Según el Dr. Vuong Gia Bao, la extracción de ADN de muestras de dientes y huesos es una técnica extremadamente compleja. La capa de calcio dura, aunque ayuda a proteger el ADN de la destrucción del medio ambiente, también es un "muro" sólido, que requiere un conjunto de productos químicos específicos para romperlo. Al mismo tiempo, los huesos que han estado en el suelo durante muchos años son muy propensos a absorber impurezas. Si no se lavan y limpian meticulosamente, estas impurezas obstaculizarán la reacción de la maquinaria, dañando todo el proceso de análisis.

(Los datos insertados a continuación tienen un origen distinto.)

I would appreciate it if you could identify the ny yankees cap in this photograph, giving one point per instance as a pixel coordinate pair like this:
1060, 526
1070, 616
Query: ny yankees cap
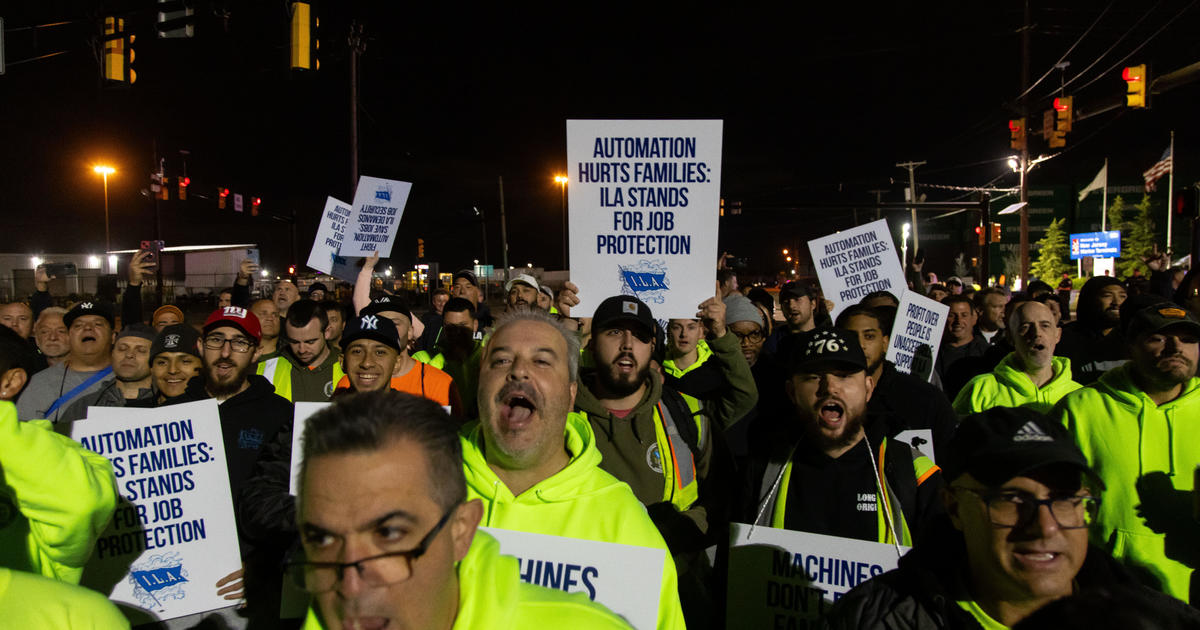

Sin embargo, limpiar las muestras es solo el comienzo. Después de casi 60 años enterrados bajo tierra, la mayoría del ADN nuclear (ADN ubicado en el núcleo celular) dentro de las muestras óseas se ha roto y descompuesto. Para superar esta barrera, los expertos se ven obligados a buscar una solución alternativa: descifrar el ADN mitocondrial.
Científicamente, si el ADN normal es muy fácil de dañar con el tiempo, el ADN mitocondrial es como "replicas de respaldo" con abundantes cantidades y una durabilidad superior. Esta característica ayuda a aumentar significativamente la tasa de extracción y establecimiento de registros de identidad exitosos a partir de esqueletos antiguos.
Sin embargo, el ADN mitocondrial tiene leyes genéticas estrictas: solo se transmite exclusivamente a través de la ascendencia materna. Por lo tanto, para tener datos de comparación para determinar la identidad del mártir, las muestras de productos biológicos deben recogerse de los familiares maternos (como la madre biológica, la abuela materna, los hermanos de la misma madre o los hijos de la hermana/hermana menor del mártir).


Después de tomar muestras, los productos biológicos se llevan al laboratorio para molerlos en polvo fino y usar productos químicos para filtrar el ADN puro. Esta pequeña cantidad de ADN se "clonará" muchas veces y luego se introduce en una máquina de análisis para crear un expediente genético completo. El tiempo de prueba no es fijo; si la muestra es mala y la máquina no puede leer la señal, los examinadores deben perseverar probando una y otra vez hasta que se agoten las muestras.

Preocupación por los límites de la ciencia y órdenes del corazón
Encontrar los restos es solo la mitad del camino, y el ADN es la "puerta de oro" final para llevar a los héroes y mártires de regreso a sus familias.
Según el Dr. Vuong Gia Bao, la mayor preocupación de los examinadores es que cuando encuentran muestras de hueso que parecen duras por fuera, cuando las ponen para su análisis, no dan señales genéticas.
Ante los límites de la ciencia, el arrepentimiento no hizo retroceder a todo el equipo, sino que, por el contrario, los impulsó aún más a esforzarse al máximo. En lugar de rendirse, los examinadores trabajaron persistentemente una y otra vez, ahorrando cada fragmento de hueso, cada pequeño producto biológico final con la esperanza más tenue.
Siempre nos decimos a nosotros mismos que debemos esforzarnos al máximo, hacer todo lo posible para no tener que arrepentirse o avergonzarnos del gran sacrificio de las generaciones de padres y hermanos mayores", confesó el Dr. Bảo.


Durante más de una semana, el ritmo de trabajo del equipo de muestreo siempre se ha mantenido apresurado desde la madrugada hasta la tarde. Para cada miembro, este no es simplemente un procedimiento forense seco, sino una orden desde el corazón, una profunda gratitud de la generación joven enviada a aquellos que cayeron por la independencia nacional. Todos comparten una alta determinación: dedicar todas sus fuerzas y meticulosidad en cada operación más pequeña para retener todas las oportunidades de identificar la identidad, con el mayor anhelo de llevarlos pronto de vuelta a sus hogares y familias.